In previous articles, I showed how to create a simple MEF contract based on a string and a contract based on an Interface.
Recall that MEF uses a contract that matches Import and Export components at runtime. Contracts are defined by Import and Export attributes applied to declarations and definitions, respectively.
In this article, I'll show how to add metadata to your export data and to read that metadata at runtime.
We'll start with the sample created in my article about Interfaces. In this sample, we created three projects:
- MEFInterface contains the IToDo interface.
- MEFConsoleApp1 is our console application. It contains the Import property based on the IToDo interface.
- MEFComponent1 is a class library containing an exported property implementing the IToDo interface.
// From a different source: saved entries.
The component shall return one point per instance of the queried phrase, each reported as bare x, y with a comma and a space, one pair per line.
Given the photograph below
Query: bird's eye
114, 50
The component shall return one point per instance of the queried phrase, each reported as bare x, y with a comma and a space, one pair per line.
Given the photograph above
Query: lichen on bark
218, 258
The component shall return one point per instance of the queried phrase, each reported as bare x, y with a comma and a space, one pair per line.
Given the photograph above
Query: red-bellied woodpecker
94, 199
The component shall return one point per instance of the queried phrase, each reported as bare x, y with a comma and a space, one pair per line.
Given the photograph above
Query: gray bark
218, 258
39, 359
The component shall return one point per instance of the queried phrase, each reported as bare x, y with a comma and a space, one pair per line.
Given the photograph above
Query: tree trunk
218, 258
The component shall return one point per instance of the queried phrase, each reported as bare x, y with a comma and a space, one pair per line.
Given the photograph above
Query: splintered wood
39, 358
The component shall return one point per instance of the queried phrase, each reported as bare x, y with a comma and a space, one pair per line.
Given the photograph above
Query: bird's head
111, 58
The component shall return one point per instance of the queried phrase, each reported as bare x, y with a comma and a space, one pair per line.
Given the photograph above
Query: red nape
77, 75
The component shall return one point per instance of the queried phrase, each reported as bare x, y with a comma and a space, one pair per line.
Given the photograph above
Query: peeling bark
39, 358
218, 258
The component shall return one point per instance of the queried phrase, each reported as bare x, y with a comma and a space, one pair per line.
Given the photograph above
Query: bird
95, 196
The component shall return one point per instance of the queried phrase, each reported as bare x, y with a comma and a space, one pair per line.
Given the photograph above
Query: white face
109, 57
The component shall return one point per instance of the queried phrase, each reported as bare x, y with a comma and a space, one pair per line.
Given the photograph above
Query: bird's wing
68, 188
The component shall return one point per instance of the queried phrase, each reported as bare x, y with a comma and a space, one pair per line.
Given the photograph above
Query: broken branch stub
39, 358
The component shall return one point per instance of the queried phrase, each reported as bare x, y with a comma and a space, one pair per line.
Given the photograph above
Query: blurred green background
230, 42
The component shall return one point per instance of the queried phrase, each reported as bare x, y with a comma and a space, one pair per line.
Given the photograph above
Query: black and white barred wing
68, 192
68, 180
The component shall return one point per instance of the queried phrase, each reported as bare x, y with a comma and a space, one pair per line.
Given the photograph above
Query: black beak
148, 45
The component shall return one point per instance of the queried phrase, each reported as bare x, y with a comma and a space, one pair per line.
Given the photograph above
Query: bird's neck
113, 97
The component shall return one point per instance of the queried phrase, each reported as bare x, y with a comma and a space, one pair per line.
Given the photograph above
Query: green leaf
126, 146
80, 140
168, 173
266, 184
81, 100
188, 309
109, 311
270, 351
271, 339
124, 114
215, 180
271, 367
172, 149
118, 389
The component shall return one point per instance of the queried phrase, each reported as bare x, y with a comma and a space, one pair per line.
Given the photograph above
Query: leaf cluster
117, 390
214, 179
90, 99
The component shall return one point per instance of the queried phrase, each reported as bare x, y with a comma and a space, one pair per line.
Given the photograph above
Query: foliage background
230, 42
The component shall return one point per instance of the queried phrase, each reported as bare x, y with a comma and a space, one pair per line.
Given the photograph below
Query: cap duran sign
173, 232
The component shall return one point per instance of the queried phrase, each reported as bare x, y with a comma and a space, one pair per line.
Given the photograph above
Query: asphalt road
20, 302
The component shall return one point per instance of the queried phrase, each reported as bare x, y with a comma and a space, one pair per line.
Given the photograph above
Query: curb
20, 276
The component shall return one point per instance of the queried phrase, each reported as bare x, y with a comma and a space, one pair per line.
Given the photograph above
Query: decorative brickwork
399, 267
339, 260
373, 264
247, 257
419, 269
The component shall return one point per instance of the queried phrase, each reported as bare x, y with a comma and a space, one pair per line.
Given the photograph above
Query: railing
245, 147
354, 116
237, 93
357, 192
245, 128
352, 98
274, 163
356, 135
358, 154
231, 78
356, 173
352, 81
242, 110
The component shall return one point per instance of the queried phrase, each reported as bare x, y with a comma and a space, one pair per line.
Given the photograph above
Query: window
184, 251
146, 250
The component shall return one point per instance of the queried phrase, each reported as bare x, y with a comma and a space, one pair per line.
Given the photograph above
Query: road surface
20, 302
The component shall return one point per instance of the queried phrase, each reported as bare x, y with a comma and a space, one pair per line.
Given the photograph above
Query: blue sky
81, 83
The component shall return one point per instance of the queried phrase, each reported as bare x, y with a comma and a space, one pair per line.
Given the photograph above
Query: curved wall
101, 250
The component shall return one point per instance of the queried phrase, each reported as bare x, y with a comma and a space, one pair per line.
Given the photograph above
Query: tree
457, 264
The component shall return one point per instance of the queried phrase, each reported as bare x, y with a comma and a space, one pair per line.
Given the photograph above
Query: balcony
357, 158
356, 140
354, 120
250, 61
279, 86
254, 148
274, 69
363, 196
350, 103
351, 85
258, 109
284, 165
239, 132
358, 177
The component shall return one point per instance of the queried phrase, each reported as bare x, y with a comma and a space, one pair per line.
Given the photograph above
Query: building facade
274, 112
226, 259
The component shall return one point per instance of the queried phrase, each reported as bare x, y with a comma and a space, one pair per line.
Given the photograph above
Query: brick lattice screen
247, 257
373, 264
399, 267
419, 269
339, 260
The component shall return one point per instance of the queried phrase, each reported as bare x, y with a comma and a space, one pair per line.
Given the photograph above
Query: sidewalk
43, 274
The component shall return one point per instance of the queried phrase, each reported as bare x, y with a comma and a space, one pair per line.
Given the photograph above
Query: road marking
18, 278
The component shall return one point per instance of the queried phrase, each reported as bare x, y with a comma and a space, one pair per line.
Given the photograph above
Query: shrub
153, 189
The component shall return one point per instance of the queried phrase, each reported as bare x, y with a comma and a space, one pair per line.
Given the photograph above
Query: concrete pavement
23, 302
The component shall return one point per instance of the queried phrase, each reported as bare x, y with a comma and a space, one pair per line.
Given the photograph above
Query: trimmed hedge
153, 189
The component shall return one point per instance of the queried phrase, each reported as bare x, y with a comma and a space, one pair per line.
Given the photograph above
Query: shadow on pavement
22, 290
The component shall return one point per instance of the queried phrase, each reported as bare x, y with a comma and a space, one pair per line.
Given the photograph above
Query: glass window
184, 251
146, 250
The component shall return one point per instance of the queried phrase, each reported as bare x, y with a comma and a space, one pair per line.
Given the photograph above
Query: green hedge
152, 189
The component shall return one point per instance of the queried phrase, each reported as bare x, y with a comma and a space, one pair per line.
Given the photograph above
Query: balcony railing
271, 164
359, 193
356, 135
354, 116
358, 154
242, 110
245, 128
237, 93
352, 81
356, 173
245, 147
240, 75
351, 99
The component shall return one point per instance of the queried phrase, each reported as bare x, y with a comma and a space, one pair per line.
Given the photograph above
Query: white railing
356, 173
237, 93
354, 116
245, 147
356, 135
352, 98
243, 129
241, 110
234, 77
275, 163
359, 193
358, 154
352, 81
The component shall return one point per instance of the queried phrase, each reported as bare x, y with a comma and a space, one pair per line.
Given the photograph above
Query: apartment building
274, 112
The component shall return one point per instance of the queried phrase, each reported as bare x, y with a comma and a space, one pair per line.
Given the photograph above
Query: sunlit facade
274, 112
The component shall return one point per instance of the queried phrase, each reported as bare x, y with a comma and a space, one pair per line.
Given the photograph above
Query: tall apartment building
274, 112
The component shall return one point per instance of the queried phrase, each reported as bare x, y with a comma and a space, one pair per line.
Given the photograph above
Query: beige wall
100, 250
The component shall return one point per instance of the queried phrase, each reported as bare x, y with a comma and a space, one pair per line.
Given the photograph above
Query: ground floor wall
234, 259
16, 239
We can add metadata to an Export with the ExportMetaData attribute. The ExportMetaData attribute accepts two parameters: the name and the value of metadata applied to that export. When MEF imports this export, the metadata is imported as well and is accessible from code. Below is an Export from our sample with the ExportMetaData attribute applied.
[Export(typeof(IToDo))]
[ExportMetadata("Priority", 2)]
public class FirstTask : IToDo
{
...
}
We apply a similar attribute to the other Export in MEFComponent1
[Export(typeof(IToDo))]
[ExportMetadata("Priority", 1)]
public class ImportantTask : IToDo
{
...
}
MEFConsoleApp1 contained an Import that declared a collection of IToDo objects. To access the metadata of this collection, we should change the declaration to an ExportCollection. An ExportCollection implements the IEnumerable interface, but also exposes MEF metadata.
[Import(typeof(IToDo))]
public ExportCollection ToDoList { get; set; }
The code telling MEF to match up contracts remains the same; but the code to access the data and metadata changes to loop through the ExportCollection, as shown below.
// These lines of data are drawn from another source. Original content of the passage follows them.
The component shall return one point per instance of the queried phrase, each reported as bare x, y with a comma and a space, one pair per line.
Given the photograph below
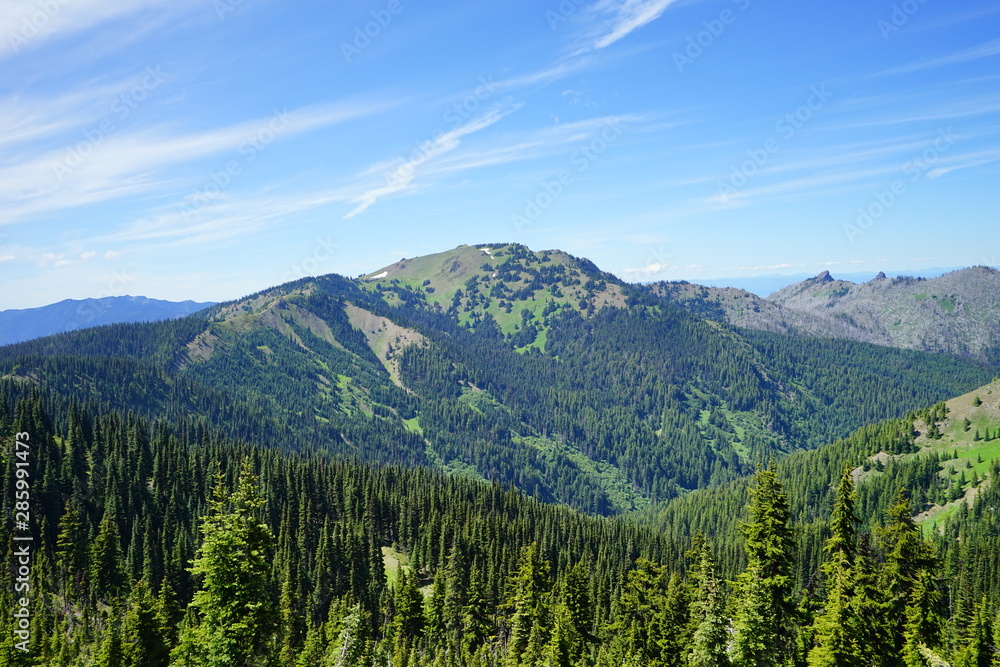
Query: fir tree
764, 618
835, 629
234, 601
708, 644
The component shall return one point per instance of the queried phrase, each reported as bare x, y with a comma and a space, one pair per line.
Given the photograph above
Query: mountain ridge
18, 325
957, 313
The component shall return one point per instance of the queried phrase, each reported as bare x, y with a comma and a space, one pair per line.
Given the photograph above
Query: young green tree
765, 616
908, 586
144, 642
235, 601
708, 643
106, 573
979, 648
527, 594
836, 642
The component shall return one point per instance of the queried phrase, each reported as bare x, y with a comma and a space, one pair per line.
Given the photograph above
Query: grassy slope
965, 455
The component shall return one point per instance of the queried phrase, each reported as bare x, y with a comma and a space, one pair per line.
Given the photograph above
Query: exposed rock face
958, 312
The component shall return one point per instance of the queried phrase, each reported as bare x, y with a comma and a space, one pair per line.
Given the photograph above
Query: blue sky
206, 149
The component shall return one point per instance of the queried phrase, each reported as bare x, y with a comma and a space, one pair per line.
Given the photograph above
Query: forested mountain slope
24, 324
946, 458
167, 544
958, 312
532, 369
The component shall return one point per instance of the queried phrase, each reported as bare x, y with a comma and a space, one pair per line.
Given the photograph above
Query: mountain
532, 369
766, 285
957, 313
72, 314
945, 458
344, 468
147, 539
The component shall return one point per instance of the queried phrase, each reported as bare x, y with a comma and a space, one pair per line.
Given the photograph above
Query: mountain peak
824, 277
518, 288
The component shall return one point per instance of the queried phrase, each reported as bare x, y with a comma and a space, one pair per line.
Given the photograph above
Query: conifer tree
708, 643
143, 636
235, 599
907, 585
527, 590
764, 618
835, 629
106, 567
979, 647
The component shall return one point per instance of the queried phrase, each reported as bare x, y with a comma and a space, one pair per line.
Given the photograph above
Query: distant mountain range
766, 285
534, 369
957, 313
21, 325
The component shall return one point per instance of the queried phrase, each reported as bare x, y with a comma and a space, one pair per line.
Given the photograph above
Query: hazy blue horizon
205, 149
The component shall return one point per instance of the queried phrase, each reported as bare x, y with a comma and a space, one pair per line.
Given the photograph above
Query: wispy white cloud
622, 17
985, 50
124, 164
26, 24
401, 178
967, 161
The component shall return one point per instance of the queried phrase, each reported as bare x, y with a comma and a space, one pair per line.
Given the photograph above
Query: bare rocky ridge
957, 313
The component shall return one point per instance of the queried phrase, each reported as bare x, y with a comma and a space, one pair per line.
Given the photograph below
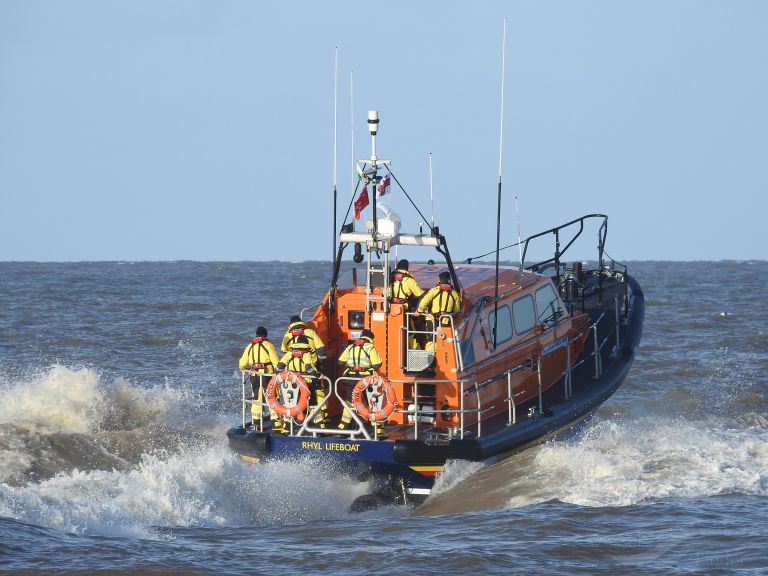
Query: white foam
67, 400
204, 486
452, 473
619, 464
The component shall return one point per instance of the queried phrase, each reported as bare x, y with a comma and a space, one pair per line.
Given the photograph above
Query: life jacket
359, 357
398, 294
444, 298
256, 354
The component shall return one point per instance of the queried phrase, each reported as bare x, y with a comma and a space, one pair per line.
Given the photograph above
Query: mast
373, 127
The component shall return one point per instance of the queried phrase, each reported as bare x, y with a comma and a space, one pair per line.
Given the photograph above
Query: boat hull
408, 466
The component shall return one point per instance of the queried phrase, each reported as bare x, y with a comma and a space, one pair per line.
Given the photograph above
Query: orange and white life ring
374, 383
294, 387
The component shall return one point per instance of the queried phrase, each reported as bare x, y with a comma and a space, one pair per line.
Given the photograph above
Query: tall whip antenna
431, 198
519, 241
498, 207
335, 106
352, 127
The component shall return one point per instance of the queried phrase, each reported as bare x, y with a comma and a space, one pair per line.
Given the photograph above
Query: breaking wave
82, 455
foreach (Export exTd in ToDoList)
{
IToDo td = exTd.GetExportedObject();
Console.WriteLine(td.TaskName);
int priority = Convert.ToInt32(exTd.Metadata["Priority"]);
Console.WriteLine("Priority=" + priority.ToString());
}
In the above code, exTd is an Export object. The Export object contains not only the IToDo object we imported (via the GetExportedObject method); it also allows us to retrieve metadata. Since metadata is a set of name-value pairs, we can retrieve a value by passing the name to the Metadata collection. In this case, we pass get the value of Metadata["Priority"].
In this article, we showed how to apply metadata to an MEF Export and how to retrieve that metadata at runtime.
Code: MEFDemo3.zip (574.93 KB)
Note: The code in this article uses MEF CTP 5.